The Arroyo team is pleased to announce the release of Arroyo 0.9.0. This release includes a support for much more powerful async UDFs, support for joining update tables, a new Confluent Cloud connector, control over deserialization errors, and more.
Arroyo is an open-source stream processing engine, enabling everyone to build correct, reliable, and scalable real-time data pipelines using SQL.
For this release, we are thrilled to welcome two new contributors to the Arroyo project:
- @tqwewe made their first contribution in #456
- @breezykermo made their first contribution in #476
Thanks to all our contributors for this release:
Want to try out the new features? You can start a local instance of Arroyo 0.9 in Docker with:
$ docker run -p 8000:8000 ghcr.io/arroyosystems/arroyo-single:0.9.0
Read on for more, and check out our docs for full details on existing and new features.
What's next
Arroyo 0.10, coming in mid February, will be our largest release yet. We're not quite ready to share all the details, but stay tuned here and on Discord for more details in the coming weeks.
Table of Contents
- Async UDFs
- Joining Update tables
- Bad Data handling
- Environment variable substitution
- Confluent Cloud connector
- Connection Profile UI
- Fixes
- Improvements
Async UDFs
User-defined functions (UDFs) and user-defined aggregate functions (UDAFs) allow you to extend Arroyo with custom logic. New in Arroyo 0.9 is support for what we call async UDFs.
Existing (sync) UDFs are expected to implement simple, computational logic. Common use cases include parsing custom formats, implementing functions that are not natively supported, or implementing custom business logic that would be difficult to express in SQL. Because they are run synchronously with processing, if they take too long to run they can block the entire pipeline.
This isn't a hypothetical concern. A UDF that takes 10ms to run will be limited to processing just 100 events per second per subtask!
And there are many use cases where you want to run logic that is not a simple, stateless computation. You may need to do point lookups in a database to enrich events, make an API call to another service, or even perform inference against an AI model.
Async UDFs allow you to do all of these things, without blocking the pipeline.

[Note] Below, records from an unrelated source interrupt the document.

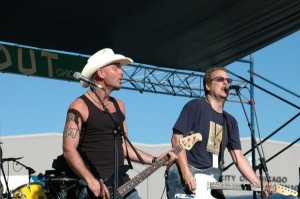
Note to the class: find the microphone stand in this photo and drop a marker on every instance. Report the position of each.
(262, 165)
(119, 130)
(6, 183)
(30, 170)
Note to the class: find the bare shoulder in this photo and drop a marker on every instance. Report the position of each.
(121, 104)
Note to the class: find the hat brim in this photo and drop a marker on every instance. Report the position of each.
(91, 67)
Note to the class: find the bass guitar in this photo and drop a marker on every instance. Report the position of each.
(206, 180)
(124, 188)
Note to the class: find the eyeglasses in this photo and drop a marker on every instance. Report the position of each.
(222, 79)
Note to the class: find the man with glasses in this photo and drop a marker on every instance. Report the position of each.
(219, 130)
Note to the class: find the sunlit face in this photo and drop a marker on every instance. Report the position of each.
(217, 84)
(113, 75)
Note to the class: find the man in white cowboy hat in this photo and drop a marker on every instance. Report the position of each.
(88, 141)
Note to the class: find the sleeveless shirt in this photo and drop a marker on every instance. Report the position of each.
(96, 144)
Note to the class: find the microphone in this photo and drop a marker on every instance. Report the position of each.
(78, 76)
(232, 86)
(11, 159)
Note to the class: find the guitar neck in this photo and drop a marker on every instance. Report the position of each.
(128, 186)
(234, 186)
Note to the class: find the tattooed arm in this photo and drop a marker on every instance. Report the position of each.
(77, 114)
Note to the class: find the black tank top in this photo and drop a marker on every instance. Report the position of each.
(96, 144)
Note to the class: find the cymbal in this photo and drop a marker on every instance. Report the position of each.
(62, 179)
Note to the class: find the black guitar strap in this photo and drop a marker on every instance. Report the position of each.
(223, 144)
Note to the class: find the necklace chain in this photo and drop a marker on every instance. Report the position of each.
(98, 101)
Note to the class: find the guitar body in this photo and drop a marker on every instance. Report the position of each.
(109, 183)
(176, 188)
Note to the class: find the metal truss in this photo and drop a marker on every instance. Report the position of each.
(144, 78)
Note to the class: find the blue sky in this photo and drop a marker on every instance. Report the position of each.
(30, 105)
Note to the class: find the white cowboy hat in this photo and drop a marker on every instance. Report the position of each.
(100, 59)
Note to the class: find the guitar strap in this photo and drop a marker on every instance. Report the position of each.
(223, 144)
(119, 127)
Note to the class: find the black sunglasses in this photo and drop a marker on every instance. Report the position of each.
(222, 79)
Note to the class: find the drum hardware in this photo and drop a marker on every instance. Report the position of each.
(64, 191)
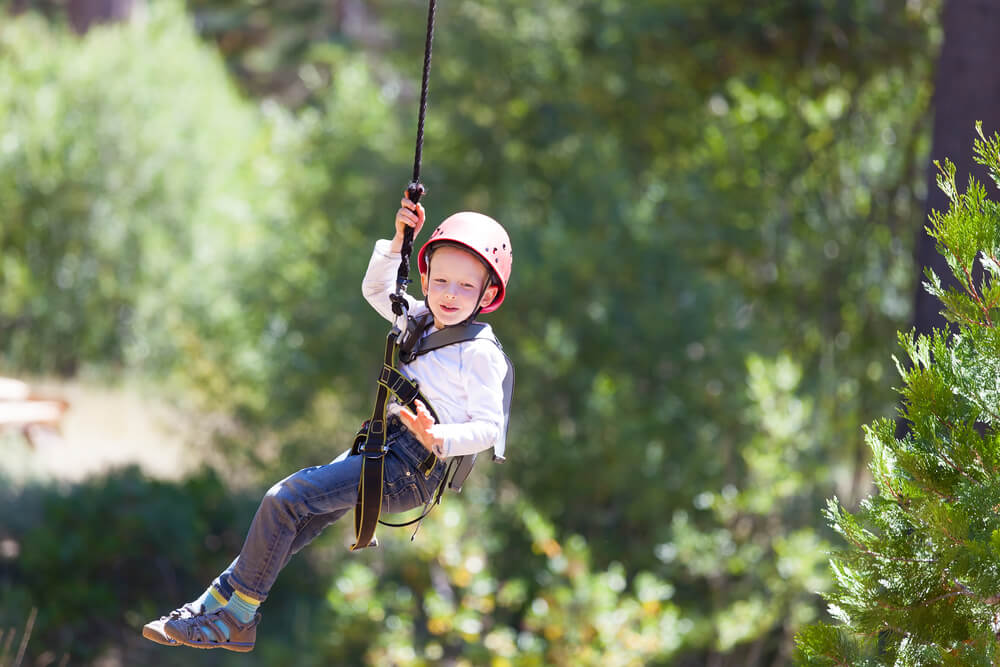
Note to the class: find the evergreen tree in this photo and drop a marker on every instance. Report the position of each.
(919, 583)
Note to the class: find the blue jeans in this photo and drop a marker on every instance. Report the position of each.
(298, 508)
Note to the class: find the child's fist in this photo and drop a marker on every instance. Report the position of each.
(419, 423)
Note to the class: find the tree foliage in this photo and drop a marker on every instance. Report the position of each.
(920, 571)
(708, 204)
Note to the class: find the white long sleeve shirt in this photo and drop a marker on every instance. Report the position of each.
(464, 381)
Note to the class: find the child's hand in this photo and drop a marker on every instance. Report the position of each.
(419, 425)
(408, 215)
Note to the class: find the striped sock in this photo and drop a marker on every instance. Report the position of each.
(211, 599)
(242, 606)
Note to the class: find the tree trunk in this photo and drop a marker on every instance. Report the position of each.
(85, 13)
(967, 89)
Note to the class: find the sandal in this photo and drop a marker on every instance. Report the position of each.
(216, 629)
(153, 630)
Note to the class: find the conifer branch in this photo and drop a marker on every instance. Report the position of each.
(969, 284)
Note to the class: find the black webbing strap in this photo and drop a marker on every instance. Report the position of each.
(369, 505)
(371, 444)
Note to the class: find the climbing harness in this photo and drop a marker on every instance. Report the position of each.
(370, 441)
(406, 392)
(407, 344)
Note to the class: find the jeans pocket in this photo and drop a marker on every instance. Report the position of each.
(400, 492)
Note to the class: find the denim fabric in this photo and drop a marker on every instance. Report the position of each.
(298, 508)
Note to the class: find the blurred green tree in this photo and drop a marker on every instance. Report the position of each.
(960, 100)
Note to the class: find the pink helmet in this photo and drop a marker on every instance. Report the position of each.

Async UDFs are defined as a Rust async fn
, supporting non-blocking IO. Then within
the Arroyo runtime, many instances of the UDF can be run in parallel, with a
configurable concurrency limit.
What does this look like? Let's take an example of a UDF that enriches web events with GeoIP data by calling a GeoIP service. First, we define the UDF:
/*
[dependencies]
reqwest = { version = "0.11.23", features = ["json"] }
serde_json = "1"
[udfs]
async_max_concurrency = 1000
*/
pub async fn get_city(ip: String) -> Option<String> {
let body: serde_json::Value =
reqwest::get(
format!("http://geoip-service:8000/{ip}"))
.await
.ok()?
.json()
.await
.ok()?;
body.pointer("/names/en").and_then(|t|
t.as_str()
).map(|t| t.to_string())
}
Then we can use this UDF in a query, for example this one that finds the most common cities in the last 15 minutes:
create view cities as
select get_city(logs.ip) as city
from logs;
SELECT * FROM (
SELECT *, ROW_NUMBER() OVER (
PARTITION BY window
ORDER BY count DESC) as row_num
FROM (SELECT count(*) as count,
city,
hop(interval '5 seconds', interval '15 minutes') as window
FROM cities
WHERE city IS NOT NULL
group by city, window)) WHERE row_num <= 5;
Async UDFs support several configuration options that control their behavior, including the maximum number of concurrent requests, timeouts, and whether event order should be preserved.

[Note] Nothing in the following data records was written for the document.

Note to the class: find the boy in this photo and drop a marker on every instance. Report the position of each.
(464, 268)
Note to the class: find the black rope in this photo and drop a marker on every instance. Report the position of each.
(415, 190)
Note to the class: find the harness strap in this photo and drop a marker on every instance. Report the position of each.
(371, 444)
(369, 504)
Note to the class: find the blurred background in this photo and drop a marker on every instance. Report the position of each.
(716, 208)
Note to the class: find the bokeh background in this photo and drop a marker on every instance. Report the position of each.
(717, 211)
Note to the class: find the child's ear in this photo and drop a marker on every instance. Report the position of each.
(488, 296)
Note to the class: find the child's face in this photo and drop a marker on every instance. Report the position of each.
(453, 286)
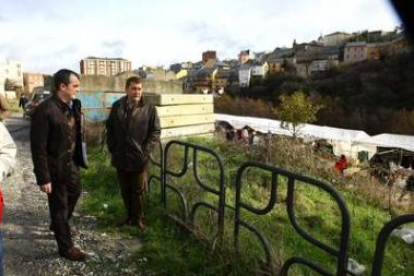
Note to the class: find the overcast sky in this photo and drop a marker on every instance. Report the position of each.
(46, 35)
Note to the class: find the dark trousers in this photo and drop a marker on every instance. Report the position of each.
(62, 202)
(133, 185)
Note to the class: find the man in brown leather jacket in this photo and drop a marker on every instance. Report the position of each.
(5, 111)
(133, 130)
(56, 144)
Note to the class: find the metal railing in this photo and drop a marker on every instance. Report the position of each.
(293, 181)
(383, 239)
(160, 165)
(189, 216)
(339, 253)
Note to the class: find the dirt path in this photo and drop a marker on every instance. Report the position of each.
(30, 248)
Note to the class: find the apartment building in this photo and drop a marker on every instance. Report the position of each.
(11, 70)
(32, 80)
(104, 66)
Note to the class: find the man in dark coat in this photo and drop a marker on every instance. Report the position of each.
(56, 144)
(133, 130)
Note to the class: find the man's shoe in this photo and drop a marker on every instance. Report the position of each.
(73, 231)
(138, 223)
(123, 222)
(141, 224)
(73, 254)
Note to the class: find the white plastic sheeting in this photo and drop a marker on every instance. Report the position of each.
(344, 141)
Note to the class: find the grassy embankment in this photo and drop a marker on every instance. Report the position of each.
(168, 251)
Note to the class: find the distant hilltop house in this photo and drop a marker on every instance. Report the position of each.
(104, 66)
(335, 39)
(11, 74)
(31, 81)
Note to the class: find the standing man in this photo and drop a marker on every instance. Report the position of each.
(7, 161)
(133, 130)
(56, 143)
(23, 101)
(5, 111)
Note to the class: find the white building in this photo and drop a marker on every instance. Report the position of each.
(11, 70)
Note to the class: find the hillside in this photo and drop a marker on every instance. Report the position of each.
(374, 96)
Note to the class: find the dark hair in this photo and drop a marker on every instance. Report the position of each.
(134, 79)
(63, 76)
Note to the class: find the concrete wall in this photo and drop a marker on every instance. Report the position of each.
(91, 83)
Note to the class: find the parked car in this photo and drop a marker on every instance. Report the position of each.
(36, 99)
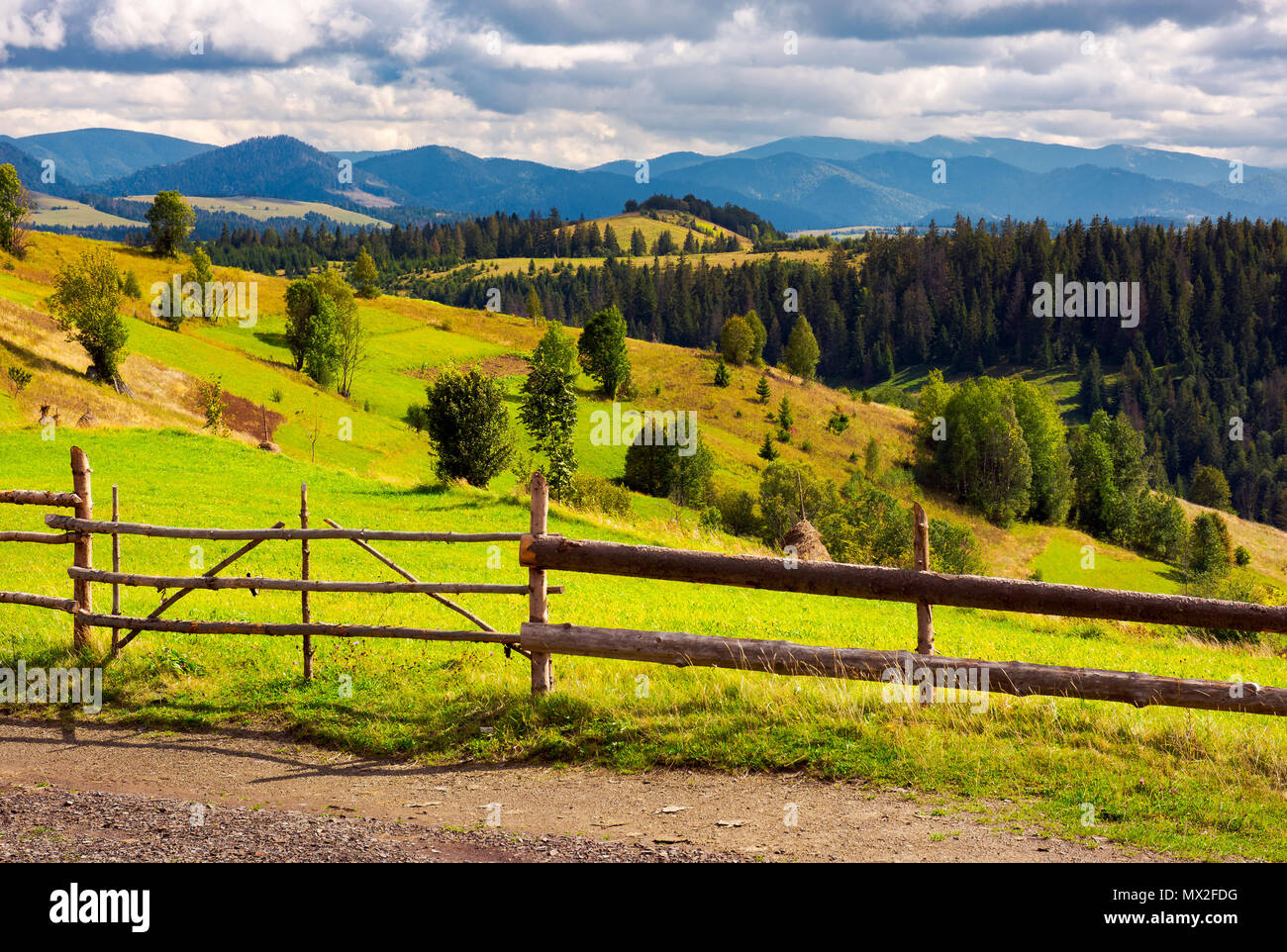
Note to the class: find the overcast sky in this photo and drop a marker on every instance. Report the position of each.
(577, 82)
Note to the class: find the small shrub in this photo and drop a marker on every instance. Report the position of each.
(21, 378)
(1090, 630)
(210, 399)
(596, 494)
(1237, 587)
(711, 519)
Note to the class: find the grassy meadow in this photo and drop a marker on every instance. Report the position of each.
(1198, 784)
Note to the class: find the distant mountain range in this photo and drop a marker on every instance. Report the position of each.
(797, 183)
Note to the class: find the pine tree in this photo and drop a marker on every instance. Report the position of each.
(785, 419)
(364, 277)
(802, 350)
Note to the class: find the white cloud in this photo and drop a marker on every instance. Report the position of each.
(355, 73)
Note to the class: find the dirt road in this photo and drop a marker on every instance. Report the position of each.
(134, 794)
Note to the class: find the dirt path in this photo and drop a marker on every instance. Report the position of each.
(683, 814)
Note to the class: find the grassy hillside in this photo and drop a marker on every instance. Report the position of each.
(50, 211)
(411, 337)
(264, 209)
(677, 223)
(1201, 784)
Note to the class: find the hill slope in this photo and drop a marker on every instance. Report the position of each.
(277, 166)
(94, 154)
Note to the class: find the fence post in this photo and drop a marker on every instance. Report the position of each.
(921, 547)
(116, 562)
(82, 548)
(304, 596)
(539, 601)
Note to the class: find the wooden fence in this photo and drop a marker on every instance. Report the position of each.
(78, 531)
(540, 641)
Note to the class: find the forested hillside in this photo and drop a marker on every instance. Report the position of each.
(1202, 358)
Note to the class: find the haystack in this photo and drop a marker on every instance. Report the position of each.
(807, 541)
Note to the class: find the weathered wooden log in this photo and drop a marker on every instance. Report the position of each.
(101, 527)
(305, 612)
(46, 538)
(180, 593)
(685, 650)
(539, 604)
(67, 605)
(37, 497)
(116, 556)
(210, 583)
(294, 629)
(895, 584)
(436, 596)
(921, 552)
(82, 551)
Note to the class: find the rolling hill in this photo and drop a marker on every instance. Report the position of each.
(274, 167)
(1205, 785)
(95, 154)
(803, 183)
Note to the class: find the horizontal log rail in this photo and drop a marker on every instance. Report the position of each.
(37, 497)
(209, 582)
(107, 527)
(47, 538)
(291, 628)
(1018, 678)
(165, 604)
(893, 584)
(39, 601)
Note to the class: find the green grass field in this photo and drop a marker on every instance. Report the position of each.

They also support defining a Context struct which is passed in to each invocation of the UDF. This allows you to do setup for expensive operations (like setting up a Database connection pool) just once, and share the result with all invocations.
For example, we can create a client for Postgres like this:
pub struct Context {
client: RwLock<Option<Client>>,
}
impl Context {
pub fn new() -> Self {
Self {
client: RwLock::new(None),
}
}
}
#[async_trait]
impl arroyo_types::UdfContext for Context {
async fn init(&self) {
let conn_str = "host=localhost user=dbuser password=dbpassword dbname=my_db";
let (client, connection) = tokio_postgres::connect(conn_str, NoTls).await.unwrap();
let mut c = self.client.write().await;
*c = Some(client);
tokio::spawn(async move {
if let Err(e) = connection.await {
println!("connection error: {}", e);
}
});
}
}
See the docs for full details.
- Add Async UDFs by @jbeisen in #483
- Enable user-defined context structs for async UDFs by @jbeisen in #487
Joining Update tables
Arroyo has two semantics for streaming SQL, one based on event-time watermarks and another that we call "Update Tables," which allow for incremental computation of most analytical SQL constructs. However, previously there was a restriction on joins, which were only supported for the watermark semantic.

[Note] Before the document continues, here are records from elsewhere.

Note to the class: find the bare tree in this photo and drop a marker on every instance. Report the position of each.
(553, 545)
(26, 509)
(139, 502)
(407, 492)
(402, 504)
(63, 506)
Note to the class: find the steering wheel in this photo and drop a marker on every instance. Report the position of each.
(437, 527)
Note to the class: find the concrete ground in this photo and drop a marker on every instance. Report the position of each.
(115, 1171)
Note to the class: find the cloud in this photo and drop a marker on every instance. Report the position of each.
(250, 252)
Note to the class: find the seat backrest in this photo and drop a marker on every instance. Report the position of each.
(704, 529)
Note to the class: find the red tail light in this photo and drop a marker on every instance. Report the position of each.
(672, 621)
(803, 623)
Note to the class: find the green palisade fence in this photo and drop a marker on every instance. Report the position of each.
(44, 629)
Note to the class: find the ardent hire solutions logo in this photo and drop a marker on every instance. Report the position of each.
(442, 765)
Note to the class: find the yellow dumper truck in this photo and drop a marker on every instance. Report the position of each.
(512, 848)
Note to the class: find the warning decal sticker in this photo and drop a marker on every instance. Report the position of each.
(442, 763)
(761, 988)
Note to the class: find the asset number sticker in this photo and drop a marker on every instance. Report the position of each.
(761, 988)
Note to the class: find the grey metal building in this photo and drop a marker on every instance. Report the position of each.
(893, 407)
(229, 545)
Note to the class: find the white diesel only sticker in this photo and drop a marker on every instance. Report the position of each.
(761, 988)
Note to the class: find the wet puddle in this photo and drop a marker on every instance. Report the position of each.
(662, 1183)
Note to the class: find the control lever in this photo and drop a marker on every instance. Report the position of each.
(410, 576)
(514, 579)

Now that restriction is gone, and update tables can be joined. Hurray!
For example, this query will count the number of page views by user, and when a transaction comes in joins that accumulated count:
CREATE VIEW page_view_counts as
SELECT count(*) as count, user_id as user_id
FROM page_views
GROUP BY user_id;
SELECT T.user_id, amount, P.count as page_views
FROM transactions T
LEFT JOIN page_view_counts P on T.user_id = P.user_id;
- Support joining updating data by @jbeisen in #420
- Just retract the final row of an outer join, rather than (None, None) by @jacksonrnewhouse in #490
Bad Data handling
It happens to the best of us. You've carefully built out your data architecture, perform rigorous code reviews, and diligently monitor your rollouts.
And yet it happens—somehow, invalid data got into your Kafka topic. Now in Arroyo 0.9, you can now configure the source to drop bad data instead of causing a processing failure.
This behavior can be configured via the Web UI or with the bad_data
option when
creating a source in SQL. Two options are currently available:
-
fail
(default, and behavior in Arroyo 0.8) causes the pipeline to restart when bad data is encountered -
drop
causes the data to be dropped, while logging an error message to the console and incrementing thearroyo_worker_deserialization_errors
metric -
Add control for deserialization error behavior by @jbeisen in #443
-
Add bad data option to create connection form by @jbeisen in #452
Environment variable substitution
Some connectors need to be configured with authentication details or other secret data. Today in Arroyo those secrets are stored in the configuration database (postgres), which is not very secure.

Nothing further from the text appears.